Read Lamentations one through five
You made it through your first day of the Book Overview Study. How did it go? I want you to know that if your answers don’t line up with mine below that it is okay. Not only am I not the measuring line (praise God for that!), but learning to study the Bible exegetically is a process, which is why God calls us to do it in community.
Today I’ll share the answers I came to with you, but even if your answers don’t line up with mine, I want to remind you of three things:
1) Mine are not the “right” answers necessarily. I’m learning even as you’re learning, so test my answers – ALWAYS test my answers – against the Word of God. I’m fallible, the Word is not.
2) Even if you struggled through this exercise, the fact that you’re doing the hard work of exegetical Bible study is forming you! It is teaching you how to study the Bible and teaching you that His Word is worth studying. Keep at it. Don’t be discouraged!

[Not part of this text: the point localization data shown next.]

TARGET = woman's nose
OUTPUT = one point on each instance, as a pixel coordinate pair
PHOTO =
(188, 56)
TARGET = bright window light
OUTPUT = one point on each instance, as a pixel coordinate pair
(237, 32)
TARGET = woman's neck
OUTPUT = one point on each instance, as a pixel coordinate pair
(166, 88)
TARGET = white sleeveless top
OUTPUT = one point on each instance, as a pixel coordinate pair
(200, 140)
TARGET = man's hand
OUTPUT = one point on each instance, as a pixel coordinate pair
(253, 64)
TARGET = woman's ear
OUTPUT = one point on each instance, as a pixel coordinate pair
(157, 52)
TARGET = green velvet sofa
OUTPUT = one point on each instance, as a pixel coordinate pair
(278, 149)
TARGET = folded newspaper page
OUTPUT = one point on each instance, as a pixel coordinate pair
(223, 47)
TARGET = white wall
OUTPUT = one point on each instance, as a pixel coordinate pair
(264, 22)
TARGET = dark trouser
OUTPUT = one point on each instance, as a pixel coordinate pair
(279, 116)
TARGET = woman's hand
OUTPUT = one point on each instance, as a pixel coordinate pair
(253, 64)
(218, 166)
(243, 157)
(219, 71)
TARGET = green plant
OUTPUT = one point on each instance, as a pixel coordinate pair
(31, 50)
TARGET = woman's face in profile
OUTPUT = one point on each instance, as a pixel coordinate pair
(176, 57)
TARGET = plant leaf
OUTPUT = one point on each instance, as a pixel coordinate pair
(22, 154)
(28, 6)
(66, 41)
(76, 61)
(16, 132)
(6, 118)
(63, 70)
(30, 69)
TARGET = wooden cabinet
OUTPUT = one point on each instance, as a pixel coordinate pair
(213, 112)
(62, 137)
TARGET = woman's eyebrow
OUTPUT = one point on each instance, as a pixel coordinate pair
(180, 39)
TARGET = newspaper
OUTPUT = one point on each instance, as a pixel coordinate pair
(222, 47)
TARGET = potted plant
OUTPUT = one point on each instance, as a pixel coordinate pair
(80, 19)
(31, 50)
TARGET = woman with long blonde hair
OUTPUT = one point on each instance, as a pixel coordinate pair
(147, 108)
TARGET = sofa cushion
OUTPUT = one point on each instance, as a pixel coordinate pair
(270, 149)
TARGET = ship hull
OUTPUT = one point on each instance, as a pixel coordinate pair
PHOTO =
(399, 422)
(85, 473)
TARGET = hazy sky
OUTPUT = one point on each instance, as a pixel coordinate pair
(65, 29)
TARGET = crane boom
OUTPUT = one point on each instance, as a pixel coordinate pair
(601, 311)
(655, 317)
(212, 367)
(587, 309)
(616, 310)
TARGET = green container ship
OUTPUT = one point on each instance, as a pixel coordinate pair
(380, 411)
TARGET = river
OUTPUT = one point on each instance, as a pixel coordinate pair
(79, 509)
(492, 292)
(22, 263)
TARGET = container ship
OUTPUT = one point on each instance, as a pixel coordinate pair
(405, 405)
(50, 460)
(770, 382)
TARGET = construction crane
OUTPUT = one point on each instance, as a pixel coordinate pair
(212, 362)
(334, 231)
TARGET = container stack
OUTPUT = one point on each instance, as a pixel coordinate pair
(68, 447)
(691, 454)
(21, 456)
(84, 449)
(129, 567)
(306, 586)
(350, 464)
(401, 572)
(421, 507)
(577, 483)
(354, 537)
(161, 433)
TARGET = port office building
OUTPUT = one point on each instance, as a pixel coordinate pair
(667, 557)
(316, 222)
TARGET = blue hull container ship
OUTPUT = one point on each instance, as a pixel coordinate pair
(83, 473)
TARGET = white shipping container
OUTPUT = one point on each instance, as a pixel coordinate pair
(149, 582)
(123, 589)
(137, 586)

3) We’re all learners. We are all “Pilgrims on the way” as we learn about God, His Word, and His Kingdom. There is grace and space for each of us to assume a posture of learning.
Okay … let’s dive in! Below are my answers and references to which chapter and verse gave me insight into the answer.
Book of the Bible:
Who is the author?
The book itself does not say. Some scholars believe that the author is Jeremiah because there are several places where the language of the book of Jeremiah and the language of the book of Lamentations are similar. There is nothing in the book of Lamentations that could not reasonably be attributed to Jeremiah, but we still don’t know for certain who wrote the book.
Who is the audience?
This book would have been for the people of Israel, but the writing itself is directed to God.
What do we know about the situation of the writing?
We don’t know the author, but we do know that he is a member of the nation of Israel who has suffered great loss in recent days (more on this below).
Author’s relationship with the audience:
The book is written from a congregational perspective. The writer is a member of the people of God and is grieving alongside the people of God all that has been lost.
Historical circumstances surrounding the writing of the book:
This book was almost certainly written in response to the destruction of Jerusalem by the Babylonians under Nebuchadnezzar in 587 BC. Even though Judah and Jerusalem were invaded at other times and were attacked many times throughout their history, 587 BC marks the complete devastation of Israel’s capital. This is hinted at throughout the book with references to rubble and the city being laid waste. Israel’s temple has been decimated and the Israelites have been driven from their homeland.
What do we know about the situation of the audience?
Audience’s cultural background:
They are Israelites. They have followed God throughout the Old Testament (to Egypt, out of Egypt, into the wilderness, and into the promised land). They have a covenant relationship with Yahweh.
Is the audience mentioned anywhere else in the Bible:
Yes! The entire Old Testament tells their story and their longing for the Messiah to come.
Where does this book fall within the metanarrative of Scripture:
It falls within the poetic books since it is composed of five poems.
After reading these answers, how did you feel about your own? Where do you need practice? How would you like to grow in doing Book Overview studies? I’d love to hear from you! If you want to dialogue on the topic, jump over to Facebook and comment on the Book Overview graphic. I can’t wait to hear what you’re thinking about!
PRAY & REFLECT
Thank God that His Word is so deep even the greatest scholars will never plumb its depths. Ask Him to open your heart and mind to learn from His Word throughout the study. Ask Him to give you a passion for loving Him with all your mind.